If further deepening of reform through liberalisation, deregulation and decentralization takes place, private investment will boom as well, given China’s huge domestic market potential, and growth is likely to be even stronger. China is in a process of rapid industrialisation and urbanisation. This process will continue until the economy is industrialised, though there will be some noise in the process. There is no need to worry about China’s growth, but there is need to worry about the quality of growth.
High quality growth can only be achieved in a well-functioning market. Yet, China’s market economic system is far from perfect and the reforms need to be substantially deepened. For instance, a priority is to get rid of the practical barriers for private investment entering into the monopolistic sectors, mainly in services. Now is an opportune time to push further with much needed market-oriented reforms sufficient to ensure China’s high growth in the future. A significant reform that will have a long-run effect on China’s economic growth is the reform package on rural economy released last month at the 3th plenary of 17th Central Committee of CPC. It will facilitate China’s urbanisation and the transformation of China’s traditional agriculture into commercised modern agriculture.

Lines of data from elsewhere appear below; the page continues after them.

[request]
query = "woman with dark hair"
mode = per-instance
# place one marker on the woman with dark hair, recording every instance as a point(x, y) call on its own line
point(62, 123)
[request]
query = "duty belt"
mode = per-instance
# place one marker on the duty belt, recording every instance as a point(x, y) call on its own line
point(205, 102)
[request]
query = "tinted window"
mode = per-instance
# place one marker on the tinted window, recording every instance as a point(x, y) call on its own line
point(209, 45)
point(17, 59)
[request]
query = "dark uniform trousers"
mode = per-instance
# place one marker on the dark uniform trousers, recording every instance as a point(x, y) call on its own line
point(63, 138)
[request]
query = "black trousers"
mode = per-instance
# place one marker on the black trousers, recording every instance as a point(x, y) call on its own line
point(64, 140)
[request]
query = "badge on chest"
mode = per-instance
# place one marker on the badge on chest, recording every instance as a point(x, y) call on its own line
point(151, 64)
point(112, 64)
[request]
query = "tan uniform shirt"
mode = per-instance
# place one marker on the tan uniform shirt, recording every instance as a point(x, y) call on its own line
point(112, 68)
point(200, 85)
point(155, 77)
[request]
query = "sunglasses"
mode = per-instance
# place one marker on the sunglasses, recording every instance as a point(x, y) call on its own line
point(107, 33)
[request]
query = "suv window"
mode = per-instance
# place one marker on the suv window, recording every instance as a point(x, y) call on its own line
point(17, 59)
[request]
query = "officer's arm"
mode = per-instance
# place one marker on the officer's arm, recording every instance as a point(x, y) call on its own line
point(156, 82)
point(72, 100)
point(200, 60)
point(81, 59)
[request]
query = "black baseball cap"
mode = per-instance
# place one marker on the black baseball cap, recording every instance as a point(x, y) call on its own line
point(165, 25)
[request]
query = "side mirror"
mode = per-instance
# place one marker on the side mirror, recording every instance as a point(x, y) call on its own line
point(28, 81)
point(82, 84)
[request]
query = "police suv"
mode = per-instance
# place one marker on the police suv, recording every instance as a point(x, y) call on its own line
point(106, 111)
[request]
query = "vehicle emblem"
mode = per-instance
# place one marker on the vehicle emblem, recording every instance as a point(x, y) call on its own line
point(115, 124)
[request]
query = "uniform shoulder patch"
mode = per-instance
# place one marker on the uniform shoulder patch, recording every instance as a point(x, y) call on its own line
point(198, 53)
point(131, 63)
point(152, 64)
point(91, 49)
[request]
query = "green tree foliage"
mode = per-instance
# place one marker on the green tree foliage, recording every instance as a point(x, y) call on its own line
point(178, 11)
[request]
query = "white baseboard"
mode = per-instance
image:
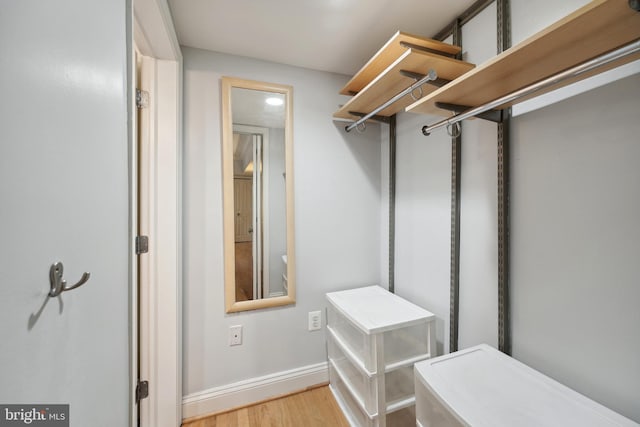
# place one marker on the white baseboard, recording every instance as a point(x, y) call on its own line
point(253, 390)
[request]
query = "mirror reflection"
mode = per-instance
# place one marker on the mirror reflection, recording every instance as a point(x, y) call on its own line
point(257, 161)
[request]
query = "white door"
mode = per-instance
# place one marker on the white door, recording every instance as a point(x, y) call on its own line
point(64, 196)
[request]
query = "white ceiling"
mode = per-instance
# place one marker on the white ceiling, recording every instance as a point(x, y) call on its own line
point(329, 35)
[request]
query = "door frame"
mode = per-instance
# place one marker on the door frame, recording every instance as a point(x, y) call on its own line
point(158, 348)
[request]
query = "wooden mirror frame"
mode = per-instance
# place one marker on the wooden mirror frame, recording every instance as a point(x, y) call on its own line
point(231, 303)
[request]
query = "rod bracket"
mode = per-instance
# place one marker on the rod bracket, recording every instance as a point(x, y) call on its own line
point(495, 116)
point(438, 82)
point(383, 119)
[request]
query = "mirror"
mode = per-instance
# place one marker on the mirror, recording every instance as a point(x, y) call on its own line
point(257, 169)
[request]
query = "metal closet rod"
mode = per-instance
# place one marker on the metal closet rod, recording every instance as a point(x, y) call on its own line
point(606, 58)
point(431, 75)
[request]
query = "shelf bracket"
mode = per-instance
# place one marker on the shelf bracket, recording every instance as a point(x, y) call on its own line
point(376, 117)
point(426, 49)
point(431, 76)
point(438, 82)
point(495, 116)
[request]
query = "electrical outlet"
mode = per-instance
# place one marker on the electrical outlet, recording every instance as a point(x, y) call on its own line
point(235, 335)
point(315, 320)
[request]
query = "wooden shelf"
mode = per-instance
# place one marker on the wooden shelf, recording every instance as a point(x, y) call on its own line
point(388, 55)
point(390, 82)
point(597, 28)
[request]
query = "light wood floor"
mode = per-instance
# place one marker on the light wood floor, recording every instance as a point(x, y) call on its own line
point(311, 408)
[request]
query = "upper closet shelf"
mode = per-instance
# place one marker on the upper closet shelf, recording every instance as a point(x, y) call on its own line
point(389, 53)
point(400, 63)
point(590, 32)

Because of the financial crisis, China’s economic growth will indeed slow down but it will continue to be high enough not to cause significant problems in China. China will likely be an exception during world recession, maintaining high growth, as it did after East Asian Financial crisis in 1997. The difference between the 1997 East Asian crisis and now is that China needs to stimulate growth more through reforms, not just rely on government expenditure. If the private investors are able to freely access the investment in freeways, high speed railways and infrastructure, then it will be a strong driving force for growth. But this can only be achieved through deepening reform.

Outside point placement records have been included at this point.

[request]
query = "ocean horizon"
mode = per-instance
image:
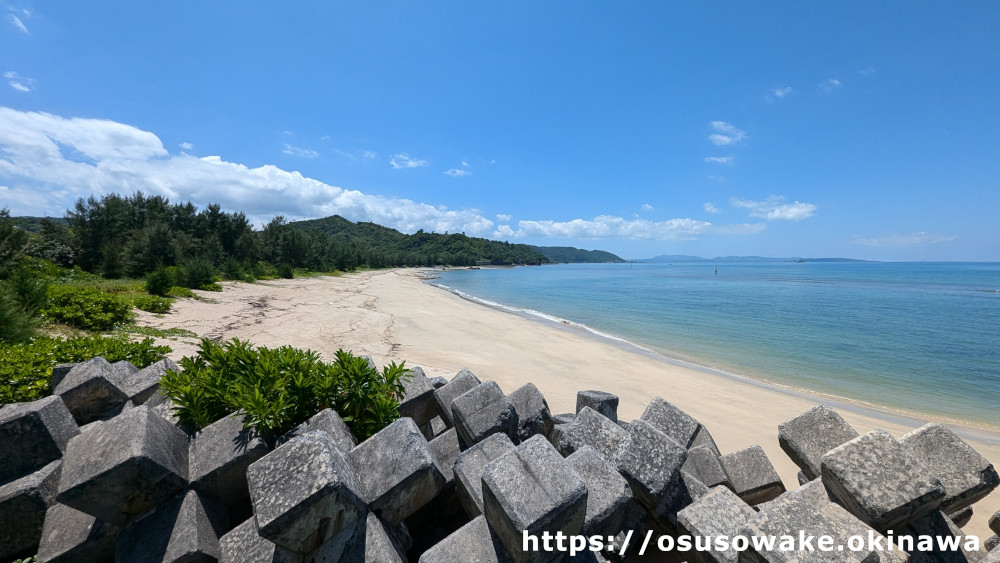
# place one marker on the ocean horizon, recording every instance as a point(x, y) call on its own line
point(914, 338)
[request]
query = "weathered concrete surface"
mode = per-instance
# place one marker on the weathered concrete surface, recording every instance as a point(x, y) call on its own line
point(965, 474)
point(602, 402)
point(33, 435)
point(482, 411)
point(23, 503)
point(125, 466)
point(305, 492)
point(880, 482)
point(753, 477)
point(532, 489)
point(808, 436)
point(397, 471)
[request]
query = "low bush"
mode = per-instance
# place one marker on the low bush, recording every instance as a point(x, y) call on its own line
point(279, 388)
point(86, 307)
point(26, 368)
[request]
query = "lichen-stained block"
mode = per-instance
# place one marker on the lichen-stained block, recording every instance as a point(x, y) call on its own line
point(244, 545)
point(880, 482)
point(143, 384)
point(328, 421)
point(23, 503)
point(469, 471)
point(752, 476)
point(91, 390)
point(33, 435)
point(463, 381)
point(398, 472)
point(608, 493)
point(602, 402)
point(532, 489)
point(966, 475)
point(533, 415)
point(589, 429)
point(70, 535)
point(124, 466)
point(418, 398)
point(482, 411)
point(650, 461)
point(718, 513)
point(218, 457)
point(671, 420)
point(811, 434)
point(305, 492)
point(185, 529)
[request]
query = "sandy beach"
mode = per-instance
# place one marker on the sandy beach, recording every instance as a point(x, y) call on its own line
point(392, 315)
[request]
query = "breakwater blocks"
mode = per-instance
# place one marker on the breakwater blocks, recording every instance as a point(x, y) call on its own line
point(103, 471)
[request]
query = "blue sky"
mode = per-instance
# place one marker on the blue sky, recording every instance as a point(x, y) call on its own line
point(860, 129)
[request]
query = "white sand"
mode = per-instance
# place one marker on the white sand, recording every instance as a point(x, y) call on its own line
point(393, 316)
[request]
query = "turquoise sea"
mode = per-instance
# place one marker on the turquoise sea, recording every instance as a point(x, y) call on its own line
point(917, 337)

In the wake of financial crisis, the case for government intervention has again become pervasive worldwide. The lesson from the financial crisis is not the failure of the market as some people suggest, but the failure of government regulation. The crisis is a punishment of market for bad regulation. The solution is to further strengthen market mechanisms, rather than to be suspicious of the market and to embrace the Keynesim and government intervention. It is critically important that all countries should have firm belief in the market economy as it heads towards exit from the crisis.